This chapter provides information about the following:
If you run into problems, do the following:
Check the messages in /var/log/messages (see “Message Logging” in Chapter 5)
Use shutil(8) to see if shared quorum partitions are accessible
If the clulockd daemon dies unexpectedly, it freezes all of the locks on the shared quorum partition. clulockd will write a message similar to the following in the logs:
Feb 6 17:25:14 3U:nygaard clulockd[6924]: Signal 11 received; freezing |
The clusvcmgrd daemon will not be able to monitor, start, or stop services. Logs on all members will have a message such as the following:
Feb 6 17:14:48 2U:dahl clusvcmgrd[3255]: Couldn't connect to member #0: Connection timed out Feb 6 17:14:48 3U:dahl clusvcmgrd[3255]: Unable to obtain cluster lock: No locks available |
To recover from this situation, do the following:
Stop cluster daemons on both members.
Reinitialize the shared state from one member in the cluster:
shutil -i |
Initialize the configuration on the shared quorum partition from one member in the cluster:
shutil -s /etc/cluster.xml |
Verify that the configuration has been initialized correctly from one member in the cluster:
shutil -p /cluster/config.xml |
For more information, see the shutil(8) man page.
Software and hardware watchdog timers are not supported. If a watchdog has been enabled on a member, you may see the following errors when the cluster daemons are starting:
Creating /dev/watchdog: execvp: No such file or directory ^[[FAILED] Loading Watchdog Timer (softdog): modprobe: Can't locate module softdog ^[[FAILED] |
You may also see a message similar to the following in the Cluster Manager log:
clumembd[21355]: clumembd_sw_watchdog_stop: watchdog is not running. |
To disable the software watchdog on a member, enter the following:
sgicm-cluster-manager-cmd --member=member_name --watchdog=no |
For example:
# sgicm-cluster-manager-cmd --member=member1 --watchdog=no |
This section discusses the following:
For more information, see the shutil(8) man page.

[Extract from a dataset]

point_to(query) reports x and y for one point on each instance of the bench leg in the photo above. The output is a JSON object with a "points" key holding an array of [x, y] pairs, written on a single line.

To read the configuration file from the shared quorum partition, enter the following:
shutil -r - |
You should use this command to compare the configuration files in the shared quorum partitions and the local copy.
To verify that the service metadata information is the same on all members, run the following command at the same time on each member:
shutil -m /service/0/status |
For example, the following output from member jackhammer and member jackhammer2 indicates a problem:
jackhammer output:
# shutil -m /service/0/status Metadata information for /service/0/status Data Length: 40 bytes Data CRC: 0x2dae1205 Header CRC: 0x7c7185f1 Last modified: 12:34:58 Mar 31 2004 |
jackhammer2 output:
# shutil -m /service/0/status Metadata information for /service/0/status Data Length: 40 bytes Data CRC: 0x80711487 Header CRC: 0x9ba9e2cf Last modified: 12:34:51 Mar 31 2004 |
In this case, the service metadata information from both members is inconsistent (the CRC information and the Last modified time stamps are different). The information must be identical from all the members.
To write the configuration file, use the following command:
shutil -s /etc/cluster.xml |
You should use this command if one of the following is true:
The configuration file in the shared quorum partitions is not consistent with the /etc/cluster.xml file
The shared quorum partition was cleared using the shutil -i command
The clufence command will fail with a nonzero error code for any of the following reasons:
The serial cable is not connected
The cable is faulty
The system controller is not responding
The tty device is not available because the serial port driver (ioc4_serial) is not loaded
The messages shown in the following output are also logged to /var/log/messages:
# clufence -s jackhammer2 [12314] info: STONITH: Power controller l2 connected to peer's /dev/ttyIOC1 controls jackhammer [12314] info: STONITH: Power controller l2 connected to peer's /dev/ttyIOC1 controls jackhammer2 [12314] err: STONITH: Device at /dev/ttyIOC1 controlling jackhammer2 FAILED status check: Timed out |
The following output indicates that the action to disable a service (in this case, nfs_samba ) has failed, and the service is moved to failed state:
# clusvcadm -d nfs_samba Member machine1 disabling nfs_samba...failed Service nfs_samba might be running in the cluster. Stop the service manually. |
To recover, do the following:
Fix the problem.
Stop the resources in the service manually using the ifconfig(8), exportfs(8), and umount(8) commands .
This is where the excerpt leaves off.